The company said it had also impaired £1.5m of previous costs in the Lybster licence, in Caithness. These were not expected to be recovered in any future development of the site, it said.
Corringham, Lincolnshire: IGas said an infill drilling project could add about 100 barrels/day in 2023. The proposal had planning permission and the company said it had applied for environmental permits.
Glentworth, Lincolnshire: DrillOrDrop has reported on plans for a new oil site. IGas said it proposed to drill an appraisal well and up to seven horizontal development wells. A planning application was expected in the final quarter of 2022, it said. If successful, this new site could target an additional 200 barrels/day, with potential to add another 500 barrels/day, the company said.

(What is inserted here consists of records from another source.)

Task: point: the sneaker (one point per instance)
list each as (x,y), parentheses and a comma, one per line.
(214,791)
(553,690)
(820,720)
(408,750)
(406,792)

IGas described geothermal as a “truly competitive solution in a landscape of increased gas prices”. It said:
“We firmly believe that deep geothermal is the only utility scale source of renewable heat suitable for deployment in urban areas.”
The company said it had applied for a capital grant for its Stoke-on-Trent geothermal project from the Green Heat Network Fund. A decision was expected in the last quarter of the year.
It also planned to apply for grant funding from the Public Sector Decarbonisation Scheme to support six geothermal schemes supplying renewable heat to NHS trusts.
IGas said it was in discussions with 15 parties who want to buy geothermal energy, amounting to 100MW installed heat generation from 15 separate sites.
Key figures for six months to 30 June 2022
Revenue: £30.5m (same period 2021 £16.6m)
Oil sales in value: £27,343,000 (same period 2021 £15,284,000)
Oil sales in volume: 316,171 barrels (same period 2021 330,984)
Gas sales in value: £1,719,000 (same period 2021 £740,000)
Gas sales in volume: 938,203 therms (same period 2021 1,247,946 therms)
Earnings before interest, taxes, depreciation, and amortization: £10.7m (same period 2021 £2.7m)
Profit: £19.4m (same period 2021 loss of £12.2m)
Operating cash flow: £16.4m (same period 2021 £6.4m)
Net debt: £9.7m (same period 2021 £13.2m)
Cash and cash equivalents: £2.7m (same period 2021 £2.8m)
Estimated energy profits levy: £0.2m
Net production: 1,865 barrels of oil equivalent per day (boepd) (same period 2021 2,005 boepd)
Estimated underlying cash operating costs per barrel of oil: $40.4/boe
Tax credit: £13.2m (same period 2021 £1.9m)
Investment in assets: £10.6m(same period 2021 £3.7m)
Debt repayment: £4.6m (same period 2021 £1.4m)
Total assets: £186,895,000 (same period 2021 £161,819,000)
Total liabilities: £98,373,000 (same period 2021 £61,905,000
- IGas also announced today that its chief executive, Stephen Bowler, was leaving the company immediately.